Reviewed: https://review.openstack.org/204251
Committed: https://git.openstack.org/cgit/stackforge/os-ansible-deployment/commit/?id=c694e11c9e1c1b8fa5a373d26c9106bf0bf8c11b
Submitter: Jenkins
Branch: kilo

commit c694e11c9e1c1b8fa5a373d26c9106bf0bf8c11b
Author: Jesse Pretorius <email address hidden>
Date: Fri Jul 17 11:38:00 2015 +0100

    Fix Horizon SSL certificate management and distribution

    This patch revises the SSL certificate management and
    distribution with something that is more consistent with how
    it's done everywhere else in the project. It also repairs the
    current user provided certificate distribution which was broken.

    * The server key/certificate (and optionally a CA cert) are
      distributed to all horizon containers.

    * Two new variables have been implemented for a user-provided
      server key and certificate:
      - horizon_user_ssl_cert: <path to cert on deployment host>
      - horizon_user_ssl_key: <path to cert on deployment host>
      If either of these is not defined, then the missing cert/key
      will be self generated on the first Horizon container and
      distributed to the other containers.

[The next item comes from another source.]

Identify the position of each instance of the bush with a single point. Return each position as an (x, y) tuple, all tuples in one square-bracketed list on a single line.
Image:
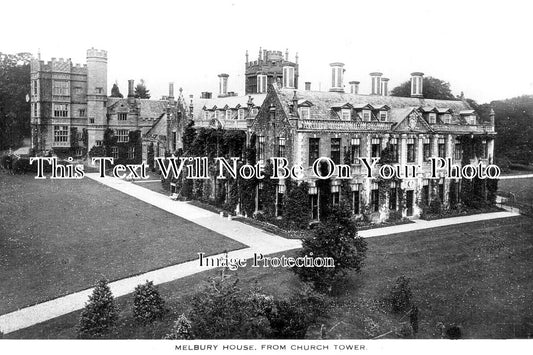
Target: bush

    * A new variable has been implemented for a user-provided CA
      certificate:
      - horizon_user_ssl_ca_cert: <path to cert on deployment host>

    * A new variable called 'horizon_ssl_self_signed_subject' has
      been implemented to allow the user to override the self-signed
      certificate properties, such as the CN and subjectAltName.

    Upgrade notes:

    * The Apache configuration appropriately implements the
      'SSLCACertificateFile' instead of the 'SSLCACertificatePath'
      directive in order to ensure that the appropriate signing
      certificate is provided to the browser.

    * The variable 'horizon_self_signed' (which defaulted to true)
      has been removed. The decision of whether to generate a
      self-signed certificate has been made based on whether a
      user provided key/cert pair has been provided.

    * The 'horizon_self_signed_regen' variable has been renamed
      to 'horizon_ssl_self_signed_regen'.

    * The default names for the deployed keys/certificates have been
      changed:
      - /etc/ssl/certs/apache.cert > /etc/ssl/certs/horizon.pem
      - /etc/ssl/private/apache.key > /etc/ssl/private/horizon.key

    DocImpact
    UpgradeImpact
    Closes-Bug: #1475578

    Change-Id: I7089abbd81ce422b21ce65488e8bc32053ba32ca
    (cherry picked from commit 3a14a988b921627fccfd930ae292381d3338a294)

This issue was fixed in the openstack/openstack-ansible 11.2.11 release.

This issue was fixed in the openstack/openstack-ansible 11.2.12 release.

This issue was fixed in the openstack/openstack-ansible 11.2.14 release.